There is sometimes a perception that addiction is something that either exists in a person’s character or does not. This idea can lead to a belief that a person who is struggling with addiction to a substance may have had one drink or tried an illicit drug one time and immediately became addicted. However, the reality is a bit more complex than that.
Interrupting the Cycle
An individual may go through multiple attempts to stop using a substance before realizing that addiction is a factor. However, when addiction is diagnosed, it is possible to interrupt this cycle of addiction, abstinence, and relapse by getting the professional treatment that is backed by research showing its ability to help. Multiple methods, including cognitive and behavioural therapies, peer group support, and other physical and mental health treatments can encourage the person to develop tools for managing this chronic, recurring condition.
As with the medications and therapies used to treat asthma and diabetes, the treatments in addiction rehab are designed to help the person learn to manage a chronic substance use disorder and reduce the likelihood of relapse to drug use. With motivation and experienced, certified help, these individuals can learn to interrupt the addiction cycle and move forward into the sustained abstinence that heralds recovery and results in a more positive future.
Unfortunately, relapse can occur during the action or maintenance stage, which means the addict or alcoholic again enters the cycle of addiction.
The Drug Personality
The drug personality develops though continued, chronic use. There is a typical set of behaviours that most addicts or alcoholics exhibit.
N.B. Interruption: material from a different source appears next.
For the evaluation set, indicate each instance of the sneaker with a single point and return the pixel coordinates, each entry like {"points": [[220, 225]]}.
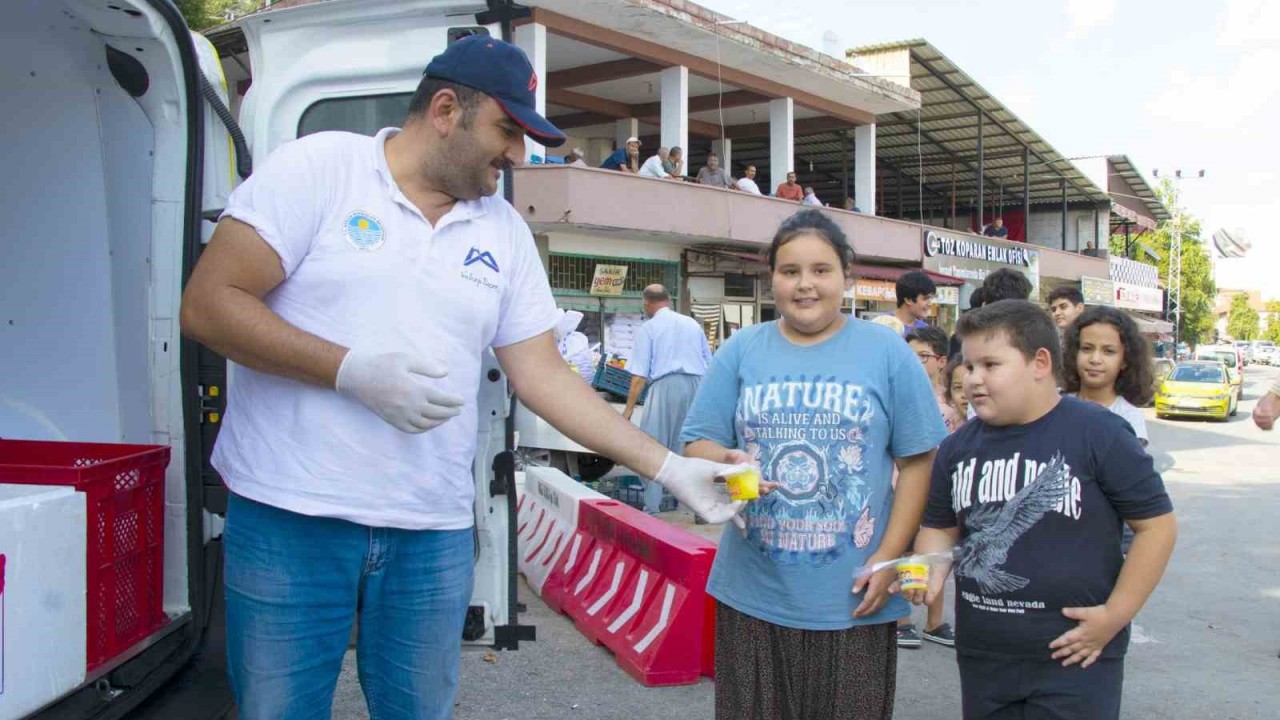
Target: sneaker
{"points": [[908, 636], [942, 634]]}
When taken as a whole, the following symptoms are strong indicators of addiction.
The Cycle of Addiction Is Characterized By:
- Frustration and internal pain that leads to anxiety and a demand for relief of these symptoms
- Fantasizing about using alcohol and drugs or behaviours to relieve the uncomfortable symptoms
- Obsessing about using drugs and alcohol and how his or her life will be after the use of substances
- Engaging in the addictive activity, such as using substances to gain relief (acting out)
- Losing control over the behaviour
- Developing feelings of remorse, guilt and shame, which lead to feelings of dissatisfaction
- Making a promise or resolve to oneself to stop the behaviour or substance use
After a period of time, the pain returns, and the addict begins to experience the fantasies of using substances again.
This cycle can rotate on a variable basis. For example, binge users rotate through this cycle more slowly. Daily users may rotate through the cycle of addiction daily or several times throughout the day. This cycle can be arrested at any point after the addict or alcoholic makes a decision or is forced to get help. Sometimes, the consequences that arise (legal, financial, medical or social) force the addict or alcoholic to stop using. However, in the absence of outside help, such as alcohol or drug detox followed by addiction treatment help, the substance abuse or addictive behaviour is likely to return.